Saturday, May 1, 2010

The Plan...

I've wanted a motorcycle for as long as I can remember. It just seems that other things often take priority over spending a ton of cash on a two wheel death machine. I always told myself that one day I'd buy a Harley. The problem is, spending 15 or 20 thousand on a Harley would more than likely not be happening anytime soon. I also wanted to customize any bike I got to a certain style I liked. I wanted little or no chrome, a hard tail section, solo seat, either some ape hangers or z bars, ditch all the turn signals, maybe even make it a suicide shifter. Pretty much lose anything that didn't make it stop or go faster. Something similar to the following few pics...







Another problem was that I didn't want too spend all that money on a bike and then start fooling around with the engine and changing parts and cutting up the frame when I had never before even attempted to fix or modify a motorcycle and knew absolutely zero about engines.



Well, not to long ago I stumbled onto a website called http://www.xs650chopper.com/ . I discovered hundreds of people building gorgeous bikes, and all from the platform of the old 1970 to 1983 Yamaha XS650's. From that site I discovered several more, like http://www.650motorcycles.com/ , http://www.xs650.com/ , and the amazing 650 garage at http://xs650temp.proboards.com/index.cgi. Almost a subculture of people building and modifying the Yamaha XS650 in every way imaginable.

I made my mind up. I had been dreaming of owning a bike for years and now it seemed possible.
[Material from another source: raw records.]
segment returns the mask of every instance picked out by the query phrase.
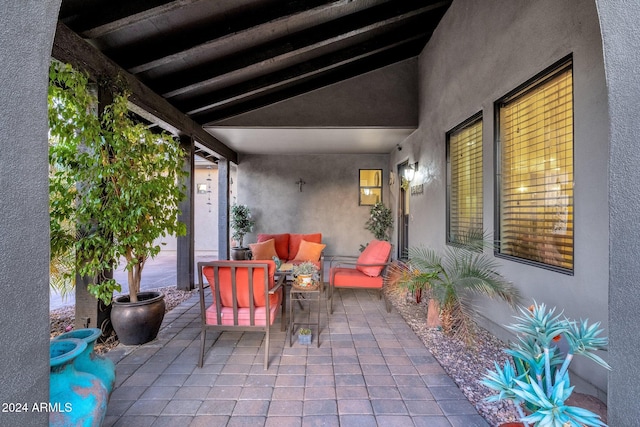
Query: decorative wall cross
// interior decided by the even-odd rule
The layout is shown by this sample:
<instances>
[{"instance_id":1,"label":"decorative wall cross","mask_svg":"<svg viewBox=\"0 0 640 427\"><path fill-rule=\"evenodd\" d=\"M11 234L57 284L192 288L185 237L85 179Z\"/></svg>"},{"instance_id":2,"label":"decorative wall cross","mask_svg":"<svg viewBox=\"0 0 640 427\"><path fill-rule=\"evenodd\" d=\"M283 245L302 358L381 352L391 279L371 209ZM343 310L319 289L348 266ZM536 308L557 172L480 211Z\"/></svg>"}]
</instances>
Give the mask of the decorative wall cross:
<instances>
[{"instance_id":1,"label":"decorative wall cross","mask_svg":"<svg viewBox=\"0 0 640 427\"><path fill-rule=\"evenodd\" d=\"M300 178L300 179L296 182L296 184L298 184L298 190L300 190L300 192L302 193L302 186L303 186L304 184L306 184L306 182L304 182L304 181L302 180L302 178Z\"/></svg>"}]
</instances>

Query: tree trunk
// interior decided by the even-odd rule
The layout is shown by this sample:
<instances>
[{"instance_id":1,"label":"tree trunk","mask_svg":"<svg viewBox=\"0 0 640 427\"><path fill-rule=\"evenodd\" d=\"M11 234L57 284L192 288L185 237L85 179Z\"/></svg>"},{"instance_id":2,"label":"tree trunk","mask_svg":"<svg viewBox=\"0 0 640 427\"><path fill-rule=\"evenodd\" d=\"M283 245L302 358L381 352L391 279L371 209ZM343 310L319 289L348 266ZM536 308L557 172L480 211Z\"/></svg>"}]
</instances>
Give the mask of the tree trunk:
<instances>
[{"instance_id":1,"label":"tree trunk","mask_svg":"<svg viewBox=\"0 0 640 427\"><path fill-rule=\"evenodd\" d=\"M427 306L427 328L437 328L442 326L440 322L440 304L438 300L429 298L429 305Z\"/></svg>"}]
</instances>

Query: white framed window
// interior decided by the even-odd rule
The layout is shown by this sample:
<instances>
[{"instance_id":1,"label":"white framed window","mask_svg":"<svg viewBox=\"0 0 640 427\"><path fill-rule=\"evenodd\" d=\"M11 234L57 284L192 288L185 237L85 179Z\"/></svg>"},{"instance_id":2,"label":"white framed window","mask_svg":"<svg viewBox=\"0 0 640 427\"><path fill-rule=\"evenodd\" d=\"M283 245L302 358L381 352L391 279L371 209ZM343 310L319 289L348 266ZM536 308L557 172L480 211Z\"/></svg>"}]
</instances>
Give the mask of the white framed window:
<instances>
[{"instance_id":1,"label":"white framed window","mask_svg":"<svg viewBox=\"0 0 640 427\"><path fill-rule=\"evenodd\" d=\"M496 103L497 254L573 273L573 68Z\"/></svg>"},{"instance_id":2,"label":"white framed window","mask_svg":"<svg viewBox=\"0 0 640 427\"><path fill-rule=\"evenodd\" d=\"M483 231L482 113L447 132L447 243Z\"/></svg>"}]
</instances>

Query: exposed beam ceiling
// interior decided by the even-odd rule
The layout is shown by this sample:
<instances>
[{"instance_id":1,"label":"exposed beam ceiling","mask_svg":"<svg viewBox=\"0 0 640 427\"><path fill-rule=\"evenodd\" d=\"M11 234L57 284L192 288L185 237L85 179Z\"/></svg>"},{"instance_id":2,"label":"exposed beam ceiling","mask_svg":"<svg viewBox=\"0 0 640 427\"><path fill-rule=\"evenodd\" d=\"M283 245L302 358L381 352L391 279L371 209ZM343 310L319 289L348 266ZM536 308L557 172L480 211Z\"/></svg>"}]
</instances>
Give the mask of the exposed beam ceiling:
<instances>
[{"instance_id":1,"label":"exposed beam ceiling","mask_svg":"<svg viewBox=\"0 0 640 427\"><path fill-rule=\"evenodd\" d=\"M63 0L60 20L145 90L211 126L417 56L450 4Z\"/></svg>"}]
</instances>

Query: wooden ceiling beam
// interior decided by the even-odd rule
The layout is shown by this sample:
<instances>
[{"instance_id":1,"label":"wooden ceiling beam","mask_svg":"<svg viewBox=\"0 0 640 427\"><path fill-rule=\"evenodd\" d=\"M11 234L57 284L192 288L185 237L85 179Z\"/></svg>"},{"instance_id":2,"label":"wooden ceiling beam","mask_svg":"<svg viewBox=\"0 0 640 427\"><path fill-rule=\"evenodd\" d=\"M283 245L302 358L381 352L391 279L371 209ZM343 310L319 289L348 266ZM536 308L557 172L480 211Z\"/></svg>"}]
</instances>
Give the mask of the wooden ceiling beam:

I could find an old rundown dirt cheap XS650 for under $1000 for sure and build my own bike the way I wanted to. And since there was this wealth of information and mechanical how to's on these sites, I could learn everything about the engine and bike as I went along. I would strip the bike COMPLETELY apart, even the engine and all the wiring and teach myself everything along the way. And, in the end, if the bike blows up, well, at least it didn't cost me $15,000.

In the following pics, all are modified Yamaha XS650's. Of course, I don't imagine I'll get mine as sweet as these ones, but even half as nice and I'll be happy.






Now, all I gotta do is find a cheap Yamaha XS650.